To put the increase into perspective, the annual increase in 2019, prior to the pandemic, was 3.6%. It’s pretty clear that with stimulus money long gone, Americans have turned to plastic in order to make ends meet as prices continue to skyrocket.

The rapidly growing levels of credit card debt should raise eyebrows, but as ZeroHedge pointed out in a tweet, the real problem is the double whammy of rising debt and interest rates.

Average credit card interest rates have eclipsed the record high of 17.87%. The average annual percentage rates (APR) currently stand at 19.59%.

NBC News reveals just how much rising interest rates are costing indebted consumers.

Bankrate data shows it would take 16 years for someone to pay off the current average credit card balance of $5,474 by making the minimum payments at 19.2%. At that point, they would have shelled out $7,365 in interest alone.”

As economist Daniel Lacalle put it, rising interest rates are on a collision course with a wall of debt.

Non-revolving credit, including auto loans and student loans, rose by $11.5 billion, a 5.9% annual increase. That was slightly below October’s increase. Total non-revolving credit now stands at $3.57 trillion.

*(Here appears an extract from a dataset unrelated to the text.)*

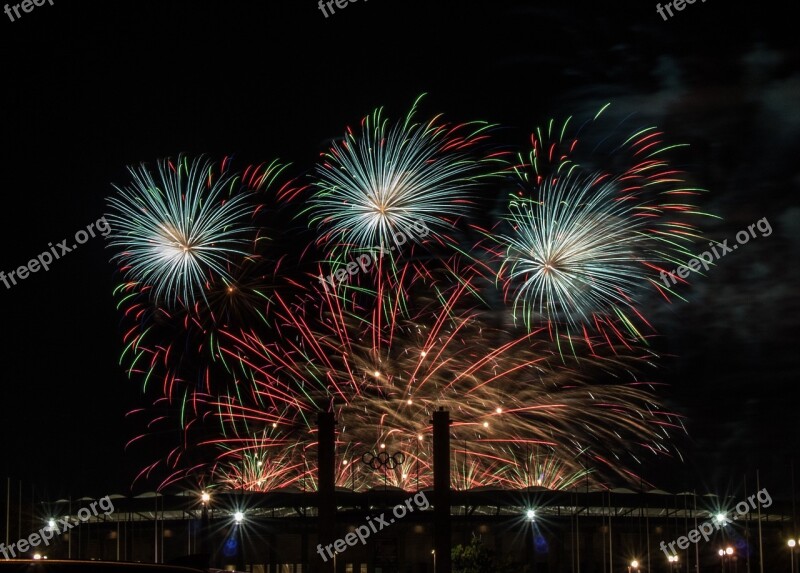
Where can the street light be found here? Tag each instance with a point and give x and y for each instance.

The mainstream continues to spin rising indebtedness as a sign of a healthy economy. MarketWatch proclaimed, “While some households are borrowing more to withstand inflationary pressures, economists see the growth as mainly a sign of strength in the economy.”

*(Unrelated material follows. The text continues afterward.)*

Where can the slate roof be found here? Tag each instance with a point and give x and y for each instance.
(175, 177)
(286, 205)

But running up credit card balances month after month is not a sign of a healthy economy. In fact, it reveals the dysfunction in an economy that is addicted to artificially low interest rates and money printing.

The bottom line is that Americans continue to borrow at an excessive rate because they don’t have any other way to make ends meet. People don’t run up their Visa balance month after month to buy groceries when they are in “very strong” financial shape. The stimulus checks are long gone. Savings are being depleted. The average person has no choice but to pull out the plastic. Of course, this is not a sustainable trajectory. A credit card has this inconvenient thing called a limit.